I started placing ping traps on a machine at the BO. What I found was that when the tunnel went down, that the BO was still reaching the Internet, but was just dropping pings to the HQ public IP (126.96.36.199)
I checked for bandwidth spikes on both ends. The BO traffic barely is barely using any bandwidth. The HQ normally stays in the 20% range, with very occasional spikes up to 60%, but nowhere near hitting the bandwidth cap.
I then ran a trace route and mapped out the hops. I started running continuous pings on those hops to see if I can see where the traffic breaks down. This is where I found a problem. Below is a screenshot of me pinging the hops a capturing a breakdown in the tunnel. What you see is a series of continuous pings from the HQ to the BO. The first square is a ping to a device at the BO through the tunnel. The second is a ping of the WAN of the BO. Each square after that is a ping to the sequential hops between the HQ and the BO. As you can see, the first drop is the 188.8.131.52 hop, and everything cascade fails after that. This capture was taken on 7/25 at 3:04 PM:
This pattern repeats each time the tunnel goes down. I also tried it the other way (Using a PC at the BO, I pinged the hops to the HQ) and I similar results EXCEPT I was able to ping all the hops up until 184.108.40.206 at which point I got a mix of “Request timed out” and “TTL expired in transit”. I checked and the 220.127.116.11 hop is a TW router. Do you guys have a router flaking out?

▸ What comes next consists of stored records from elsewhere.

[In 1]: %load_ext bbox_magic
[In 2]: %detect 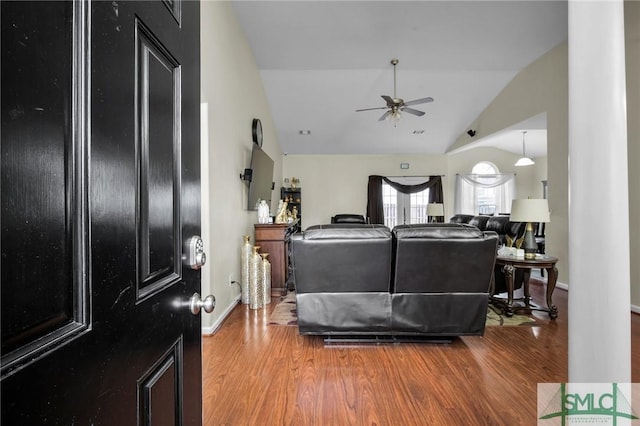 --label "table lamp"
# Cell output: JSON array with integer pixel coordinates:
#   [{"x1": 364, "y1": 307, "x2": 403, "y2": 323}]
[
  {"x1": 509, "y1": 198, "x2": 549, "y2": 259},
  {"x1": 427, "y1": 203, "x2": 444, "y2": 223}
]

I called and speant 2 hours on the phone with Spectrum support. The woman said that the engineers refused to speak with me with out a trace route of the incidences. I have since gathered some and sent them and have heard nothing back. Is there anyone there willing to look into this issue for us please?
TBH the outage only lasts ~5 seconds. If we were running something buffered like video, it probably would not be that noticable. Unfortuntely we have stuff going through the tunnel like VOIP and telnet that are extremely sucseptible to packet loss and this is enough to be extremely irritating. It was all working fine until about 3-4 weeks ago when we started having daily trouble. It took me forever to track down where the breakdown was. Once I did and went to Spectrum, I've been kind of blown off.....
I do not think that a keep alive setting on the firewalls is going to help if a hop on the internet stops responding.
Think of the old 2 tin cans and a string. If someone cuts the string in the middle, no amount of fiddling with the cans is going to help.
Well, as soon as the hop starts responding again, the VPN tunnel reconnects immediately.
Bear in mind that the trace that I am posting is not going through the tunnel in any way, it is a straight trace between the two endpoints.